Fig. 3: Loss-function variance decay.
From: Towards large-scale quantum optimization solvers with few qubits

Main: Average sample variance \(\overline{\,{\mbox{Var}}\,({{\mathcal{L}}})}\) of \({{\mathcal{L}}}\), normalized by \({\alpha }^{4}{\sum }_{(i.j)\in E}{w}_{ij}^{2}\), after plateauing, for the encodings Π(1), Π(2), and Π(3), as a function of m (in log-linear scale). Error bars are not shown since they are too-small to be visible in this scale.
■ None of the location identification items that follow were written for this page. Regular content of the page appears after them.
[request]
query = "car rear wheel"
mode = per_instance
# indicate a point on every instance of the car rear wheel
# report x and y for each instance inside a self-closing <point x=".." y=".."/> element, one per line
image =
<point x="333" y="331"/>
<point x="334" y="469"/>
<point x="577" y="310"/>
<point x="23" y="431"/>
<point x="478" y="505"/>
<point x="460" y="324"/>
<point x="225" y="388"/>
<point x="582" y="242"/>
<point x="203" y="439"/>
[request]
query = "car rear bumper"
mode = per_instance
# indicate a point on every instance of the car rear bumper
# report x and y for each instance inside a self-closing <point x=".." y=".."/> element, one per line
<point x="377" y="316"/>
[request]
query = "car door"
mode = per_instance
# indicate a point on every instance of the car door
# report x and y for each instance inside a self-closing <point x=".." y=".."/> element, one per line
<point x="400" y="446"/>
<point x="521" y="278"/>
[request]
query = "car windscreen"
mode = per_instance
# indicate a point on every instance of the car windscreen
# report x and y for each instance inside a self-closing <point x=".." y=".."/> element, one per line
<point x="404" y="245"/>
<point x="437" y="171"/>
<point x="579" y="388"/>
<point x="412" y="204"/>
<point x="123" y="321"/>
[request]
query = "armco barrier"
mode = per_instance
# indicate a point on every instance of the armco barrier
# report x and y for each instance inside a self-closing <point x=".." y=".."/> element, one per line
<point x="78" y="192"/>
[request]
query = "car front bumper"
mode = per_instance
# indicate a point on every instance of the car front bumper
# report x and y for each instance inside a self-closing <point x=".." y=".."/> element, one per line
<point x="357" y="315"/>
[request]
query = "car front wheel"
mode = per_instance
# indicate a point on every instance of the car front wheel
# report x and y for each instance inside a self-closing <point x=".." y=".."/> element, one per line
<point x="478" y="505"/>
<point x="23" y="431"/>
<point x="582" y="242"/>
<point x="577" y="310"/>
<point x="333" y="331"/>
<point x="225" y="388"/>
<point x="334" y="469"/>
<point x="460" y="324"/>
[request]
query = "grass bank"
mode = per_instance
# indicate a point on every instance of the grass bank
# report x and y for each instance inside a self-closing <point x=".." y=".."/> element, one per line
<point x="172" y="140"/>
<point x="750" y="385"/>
The agreement with the analytical expression in Eq. (3) is excellent (the dashed, blue curve corresponds to the first term of the equation, which decreases as 2−2n). Since \(n={{\mathcal{O}}}({m}^{1/k})\), this translates into a super-polynomial suppression in m of the decay speed of \(\overline{\,{\mbox{Var}}\,({{\mathcal{L}}})}\) for k > 1. Inset: average variances of the entries of the gradient of \({{\mathcal{L}}}\) as functions of the number of layers, for quadratic compression (Π(2)). Each curve corresponds to a different n. Note the decay of the plateau (rightmost) values with n. The black crosses indicate the depths needed to reach average approximation ratios > 0.941 (computational-hardness threshold) with the quantum-circuit’s output x alone, i.e., excluding the final bit-swap search. In all cases such ratios are attained before the variances have converged to their asymptotic, steady values.